Historic Range: $89.83
Really well crafted and built to last, but a bit stiff for the trails and scrambling.
- Built of quality materials
- Really water resistant
- No heel
- Thinner sole leaves less cushion
- Sole is stiff
- Upper is thin but stiff
I was sent the Monterra from AKU for testing in exchange for a review. I chose the AKU Monterra because of the lower profile and no heel. I've worn zero drop shoes or sandals for years now and heels aren't my favorite. They put a slight tilt on my foot that I don't like and the heels also get caught on things when I don't want them to.
The Monterra looked like the perfect boot.
When I first tried on the Monterra, my first impressions were that it was a bit stiff and lacking on the padding. It seemed as though the padding was largely limited to the insert.
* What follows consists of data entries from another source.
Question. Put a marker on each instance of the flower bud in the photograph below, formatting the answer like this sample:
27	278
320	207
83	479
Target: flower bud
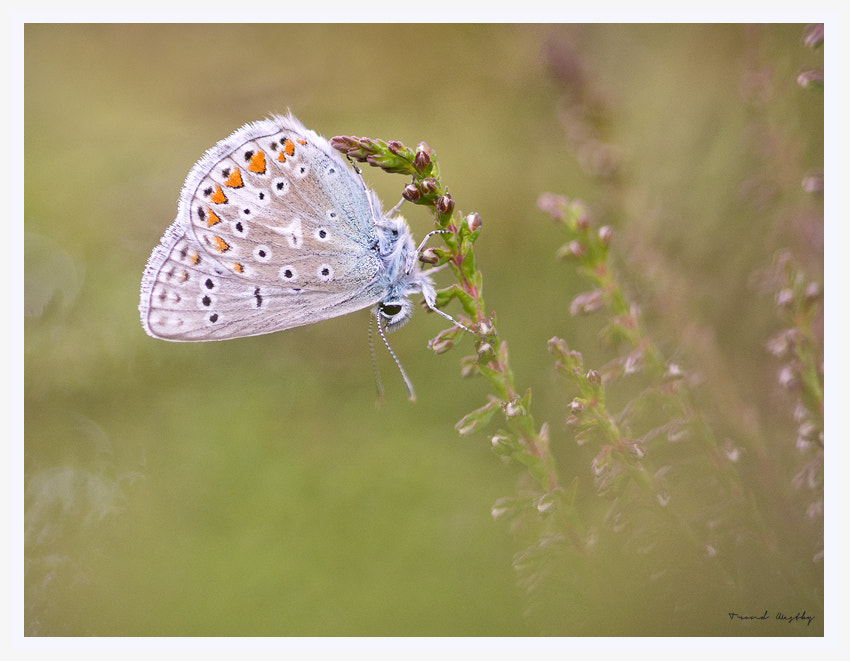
445	204
411	193
422	160
428	186
430	256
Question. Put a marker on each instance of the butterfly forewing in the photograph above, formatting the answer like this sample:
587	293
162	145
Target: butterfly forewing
273	231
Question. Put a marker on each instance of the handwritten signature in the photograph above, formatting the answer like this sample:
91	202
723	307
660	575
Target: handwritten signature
799	617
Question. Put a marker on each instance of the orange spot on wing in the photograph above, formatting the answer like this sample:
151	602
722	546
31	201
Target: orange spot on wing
217	196
234	180
220	244
258	163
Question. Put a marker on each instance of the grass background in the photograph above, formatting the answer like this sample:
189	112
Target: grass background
251	487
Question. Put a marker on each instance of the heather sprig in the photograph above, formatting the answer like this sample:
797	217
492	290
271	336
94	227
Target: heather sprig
519	439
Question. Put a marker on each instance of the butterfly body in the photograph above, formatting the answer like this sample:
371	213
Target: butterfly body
275	230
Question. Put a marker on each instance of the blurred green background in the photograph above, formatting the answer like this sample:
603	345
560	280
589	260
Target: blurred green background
252	487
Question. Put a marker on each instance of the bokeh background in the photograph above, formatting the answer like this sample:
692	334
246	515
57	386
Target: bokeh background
252	487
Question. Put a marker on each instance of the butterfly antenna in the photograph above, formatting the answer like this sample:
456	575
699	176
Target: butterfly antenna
410	394
375	362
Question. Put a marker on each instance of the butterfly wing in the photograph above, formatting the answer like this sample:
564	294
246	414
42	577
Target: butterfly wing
273	231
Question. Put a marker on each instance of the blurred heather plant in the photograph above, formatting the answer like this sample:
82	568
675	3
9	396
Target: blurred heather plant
679	523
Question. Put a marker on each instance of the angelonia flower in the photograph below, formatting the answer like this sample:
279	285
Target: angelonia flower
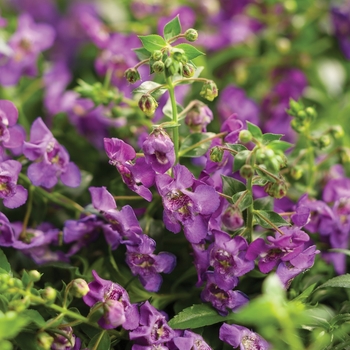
117	309
238	336
51	159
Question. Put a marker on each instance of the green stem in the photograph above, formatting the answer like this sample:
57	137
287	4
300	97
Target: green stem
222	134
175	117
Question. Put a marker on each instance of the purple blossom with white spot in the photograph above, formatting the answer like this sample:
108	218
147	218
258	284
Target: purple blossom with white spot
52	159
13	195
238	336
192	209
118	311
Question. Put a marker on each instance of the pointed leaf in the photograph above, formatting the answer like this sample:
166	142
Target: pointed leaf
190	51
172	28
194	145
152	42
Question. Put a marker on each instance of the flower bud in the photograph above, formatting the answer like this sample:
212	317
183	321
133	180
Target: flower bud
79	288
132	75
232	218
247	172
157	55
34	275
216	154
245	136
148	104
191	34
209	90
276	189
158	66
188	70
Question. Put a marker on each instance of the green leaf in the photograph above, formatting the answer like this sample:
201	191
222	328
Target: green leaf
232	186
190	147
246	200
268	137
4	264
255	131
147	86
172	28
100	341
342	281
152	42
142	53
240	159
280	145
190	51
198	315
264	203
262	217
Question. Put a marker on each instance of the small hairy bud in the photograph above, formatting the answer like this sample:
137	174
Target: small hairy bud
191	34
148	104
209	90
245	136
132	75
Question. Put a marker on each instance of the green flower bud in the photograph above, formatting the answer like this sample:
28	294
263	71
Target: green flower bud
79	288
188	70
245	136
337	131
49	294
209	90
216	154
34	275
132	75
157	55
191	34
158	66
276	189
148	104
44	341
247	172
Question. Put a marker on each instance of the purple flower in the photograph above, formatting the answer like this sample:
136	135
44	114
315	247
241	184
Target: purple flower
27	43
116	304
120	155
148	266
227	257
52	159
11	135
242	337
181	206
220	298
282	247
234	100
13	195
159	151
153	328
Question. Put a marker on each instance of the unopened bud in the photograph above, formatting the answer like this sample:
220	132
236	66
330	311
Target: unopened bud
245	136
148	104
232	218
132	75
191	34
247	172
209	90
216	154
157	55
158	66
188	70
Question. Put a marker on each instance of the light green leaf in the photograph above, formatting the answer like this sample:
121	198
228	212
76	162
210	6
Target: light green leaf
152	42
194	145
254	130
172	28
232	186
190	51
196	316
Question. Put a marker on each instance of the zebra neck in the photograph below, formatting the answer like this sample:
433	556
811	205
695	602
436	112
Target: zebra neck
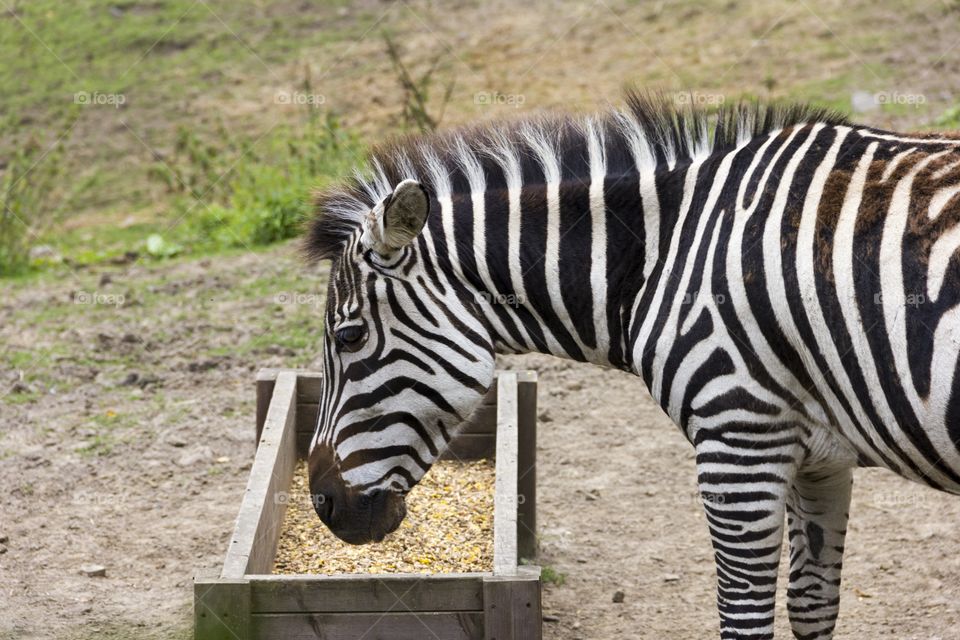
556	268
I have a pair of AKU Tengus and the Tengus have a dense foam padding integrated into the rand. The Monterras do not.
I was interested in the Michelin sole. I wanted to see how it compared with the Vibram soles developed in Italy. Since the Monterra is also made in Italy, I wanted to know if Vibram had finally met its match. The Michelin soles were stiffer than I expected. The tread on them is sufficiently burly to dig in on the trail, but while scrambling over a boulder field, they were surprisingly slippery. This was on a dry day. I felt somewhat apprehensive jumping from rock to rock which, in my world, this is normally not a concern.
The comfort was also lacking while rock hopping. During high impact jumps, the boot felt somewhat abrasive to my flesh.
I took the boots out on several outings in the reserve near my house for the first two weeks. I also wore them to work during that period (people questioned my fashion sense for wearing hiking boots with the same ensemble that included slacks and a tie).
I didn't really feel much change in the boots. AKU prides itself on boots that are good to go right out of the box. I feel that the Monterras honor that expectation.
On a 5-mile hike over diverse terrain, my feet didn't notice hot spots per se. The boots just lacked a general comfort that I find so easily in most trail running shoes or crocs. That seems to be the conundrum; to find well built boots that will endure a fortuitous beating, but will still be as comfortable as trail runners.
The boot is stiff but thin. This affects the responsiveness. I hesitate to do big jumps in these boots because I know that my joints will pay for it.
The Michelin knobs are nice on dirt trails. They give you great traction and push off. However, on rocks, the boots do not grip as well as I had hoped they would.
Ease of Use: The boot slips on easily. I double tie the laces to ensure I remain safe.
Construction and Durability:
The Monterras score high in this category. They are really well crafted and use quality materials. I've put them through some tough conditions this past month and they've always come out of each situation with minimal wear. The fact that the Monterras are made in Italy should not mean anything with respect to quality since a Chinese worker is just as capable of constructing something high quality as an Italian, and yet, I will say that the person who made my boots was an expert and took pride in their work. They really are well constructed. I can't see these boots coming apart any time soon.
I have used the Monterras on local trails, along the Saw Tooth Mountains at Lake Superior, climbing around Devil's Lake in Wisconsin. I have tested them over a one-month period so far during the fall.
The Monterras will likely appeal to some people who want a stiffer sole and a more minimal upper. For me, I appreciate something a bit more soft and with more cushion. Some people claim that they need that extra support or stiff rand. I hiked a week in the Wind River Range in Wyoming in a pair of Crocs and was happy as could be. The Monterras are well built and if you are looking for the qualities mentioned above, they might be the boot for you. For me, I find that I revert back to the AKU Tengu on my outings these days.
Disclosure: The reviewer received a sample of this product from the brand or its representatives in exchange for a review.